En ese preciso momento oyó un chapoteo en el charco, a cierta distancia, y se dirigió hacia allí nadando para ver qué era: al principio pensó que sería una morsa o un hipopótamo; pero a continuación recordó lo pequeña que era ahora, y no tardó en descubrir que sólo se trataba de un ratón que se había resbalado como ella.
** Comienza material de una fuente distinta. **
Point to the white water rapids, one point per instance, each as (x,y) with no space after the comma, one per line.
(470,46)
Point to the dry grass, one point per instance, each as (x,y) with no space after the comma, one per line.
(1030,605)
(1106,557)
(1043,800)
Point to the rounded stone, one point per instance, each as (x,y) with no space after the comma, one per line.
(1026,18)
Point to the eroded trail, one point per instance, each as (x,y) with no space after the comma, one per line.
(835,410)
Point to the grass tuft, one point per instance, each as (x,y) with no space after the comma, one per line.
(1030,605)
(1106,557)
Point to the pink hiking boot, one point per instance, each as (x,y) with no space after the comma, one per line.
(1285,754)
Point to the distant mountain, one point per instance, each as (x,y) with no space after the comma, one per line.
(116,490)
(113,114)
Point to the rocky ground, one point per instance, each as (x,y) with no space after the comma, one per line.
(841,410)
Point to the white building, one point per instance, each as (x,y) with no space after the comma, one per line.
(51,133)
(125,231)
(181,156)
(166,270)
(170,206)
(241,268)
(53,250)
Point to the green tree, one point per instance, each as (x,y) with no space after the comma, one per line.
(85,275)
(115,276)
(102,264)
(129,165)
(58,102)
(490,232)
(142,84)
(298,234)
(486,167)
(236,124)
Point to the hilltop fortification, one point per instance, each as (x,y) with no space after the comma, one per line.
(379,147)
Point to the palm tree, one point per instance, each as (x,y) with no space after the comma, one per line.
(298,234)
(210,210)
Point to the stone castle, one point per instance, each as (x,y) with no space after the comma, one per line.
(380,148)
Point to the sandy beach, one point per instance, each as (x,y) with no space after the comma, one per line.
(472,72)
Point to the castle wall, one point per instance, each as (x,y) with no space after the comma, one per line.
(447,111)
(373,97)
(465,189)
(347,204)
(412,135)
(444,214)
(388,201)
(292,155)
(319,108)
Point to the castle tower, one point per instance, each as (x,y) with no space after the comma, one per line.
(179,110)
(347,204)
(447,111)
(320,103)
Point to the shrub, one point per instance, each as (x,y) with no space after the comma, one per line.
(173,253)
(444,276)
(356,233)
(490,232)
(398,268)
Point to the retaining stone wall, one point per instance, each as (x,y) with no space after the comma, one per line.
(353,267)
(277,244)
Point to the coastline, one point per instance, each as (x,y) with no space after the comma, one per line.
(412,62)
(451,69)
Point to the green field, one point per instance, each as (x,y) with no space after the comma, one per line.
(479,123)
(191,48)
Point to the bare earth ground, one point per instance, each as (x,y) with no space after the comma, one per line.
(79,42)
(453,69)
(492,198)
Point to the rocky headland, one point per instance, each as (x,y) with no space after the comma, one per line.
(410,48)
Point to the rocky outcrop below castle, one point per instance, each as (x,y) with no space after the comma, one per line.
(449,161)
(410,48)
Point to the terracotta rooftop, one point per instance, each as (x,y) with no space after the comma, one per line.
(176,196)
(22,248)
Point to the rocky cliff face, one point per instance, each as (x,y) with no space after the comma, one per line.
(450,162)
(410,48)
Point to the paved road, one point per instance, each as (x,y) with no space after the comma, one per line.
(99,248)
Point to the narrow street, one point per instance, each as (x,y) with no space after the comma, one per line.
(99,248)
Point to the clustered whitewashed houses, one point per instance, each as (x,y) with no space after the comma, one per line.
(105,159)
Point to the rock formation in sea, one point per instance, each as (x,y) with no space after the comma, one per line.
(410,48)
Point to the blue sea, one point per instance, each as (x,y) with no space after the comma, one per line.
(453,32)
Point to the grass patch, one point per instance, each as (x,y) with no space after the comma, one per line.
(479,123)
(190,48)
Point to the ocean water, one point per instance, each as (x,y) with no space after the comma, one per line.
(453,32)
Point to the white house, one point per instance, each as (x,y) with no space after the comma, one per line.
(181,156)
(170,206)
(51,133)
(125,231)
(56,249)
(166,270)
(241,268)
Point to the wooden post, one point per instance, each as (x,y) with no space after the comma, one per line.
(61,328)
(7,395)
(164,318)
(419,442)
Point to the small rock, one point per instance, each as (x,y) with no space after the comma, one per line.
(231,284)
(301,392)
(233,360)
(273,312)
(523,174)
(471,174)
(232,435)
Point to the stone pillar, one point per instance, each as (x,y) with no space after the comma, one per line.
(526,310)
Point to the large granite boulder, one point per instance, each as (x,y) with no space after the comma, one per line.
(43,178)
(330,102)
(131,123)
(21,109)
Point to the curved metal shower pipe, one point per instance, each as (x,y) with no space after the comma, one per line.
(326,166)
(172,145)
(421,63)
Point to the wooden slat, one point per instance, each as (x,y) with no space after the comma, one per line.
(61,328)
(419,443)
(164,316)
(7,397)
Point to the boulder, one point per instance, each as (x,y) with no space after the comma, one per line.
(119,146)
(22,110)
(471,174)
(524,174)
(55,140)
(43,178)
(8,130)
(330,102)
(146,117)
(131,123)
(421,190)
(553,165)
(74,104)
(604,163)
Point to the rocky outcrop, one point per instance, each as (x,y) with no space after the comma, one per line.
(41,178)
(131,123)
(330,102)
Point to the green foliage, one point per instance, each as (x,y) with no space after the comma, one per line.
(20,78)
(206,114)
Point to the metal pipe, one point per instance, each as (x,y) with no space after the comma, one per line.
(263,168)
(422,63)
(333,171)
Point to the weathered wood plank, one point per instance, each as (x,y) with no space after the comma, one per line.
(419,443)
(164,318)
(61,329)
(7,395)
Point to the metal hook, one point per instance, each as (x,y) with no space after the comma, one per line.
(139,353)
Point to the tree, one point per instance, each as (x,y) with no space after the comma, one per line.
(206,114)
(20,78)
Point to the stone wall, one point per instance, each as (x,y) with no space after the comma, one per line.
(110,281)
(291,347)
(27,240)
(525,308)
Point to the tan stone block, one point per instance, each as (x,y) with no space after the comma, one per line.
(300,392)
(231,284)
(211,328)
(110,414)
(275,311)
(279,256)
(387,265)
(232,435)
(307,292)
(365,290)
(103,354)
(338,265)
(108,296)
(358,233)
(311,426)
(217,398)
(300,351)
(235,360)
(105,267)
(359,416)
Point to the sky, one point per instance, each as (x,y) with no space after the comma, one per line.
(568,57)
«Vamos a ver, ¿servirá de algo –pensó Alicia– dirigirle la palabra a este ratón? Es todo tan extraordinario aquí abajo, que no me extrañaría que hablase; en todo caso, nada se pierde con intentarlo.» Así que empezó: «¡Oh, Ratón!, ¿sabes la forma de salir de este charco? Estoy muy cansada de nadar, ¡oh Ratón!» (Alicia pensó que ésta debía de ser la manera más correcta de dirigirse a un ratón; nunca lo había hecho, pero recordaba haber leído en la Gramática Latina de su hermano: «un ratón –de un ratón– para un ratón –a un ratón– ¡oh ratón!»). El Ratón la miró inquisitivamente, y pareció guiñarle uno de sus ojillos; pero no dijo nada.
«Tal vez no entiende el inglés», pensó Alicia. «A lo mejor es un ratón francés que ha llegado con Guillermo el Conquistador» (pues, pese a sus conocimientos de historia, Alicia no tenía una idea muy clara de cuándo había sucedido nada). De modo que empezó otra vez: «¿Ou est ma chatte?», que era la primera frase de su libro de francés. El Ratón saltó de repente del agua y se puso a temblar todo él, de miedo. «¡Oh, te ruego que me perdones! –se apresuró a decir Alicia, temiendo haber herido los sentimientos del pobre bicho–. ¡Se me había olvidado por completo que no te gustan los gatos!»
–¡Gustarme los gatos! –exclamó el Ratón con voz chillona y furiosa–. ¿Te gustarían los gatos a ti si estuvieses en mi lugar?
–Bueno, tal vez no –dijo Alicia en tono conciliador–. No te enfades por eso. De todos modos, me gustaría poder presentarte a nuestra gata Dinah. Creo que acabarían gustándote los gatos, si la vieses. Es un ser delicioso y pacífico –prosiguió Alicia, medio para sí, mientras nadaba perezosamente por el charco–; y ronronea que es una maravilla, sentada junto al fuego, lamiéndose las zarpas y lavándose la cara; y es tan suave que da gusto acariciarla; y es estupenda cazando ratones... ¡Oh, perdóname, por favor! –exclamó Alicia otra vez, porque ahora el Ratón se había puesto todo erizado, y tuvo la certeza de que le había ofendido de veras–. No hablaremos más de ella, si no te gusta.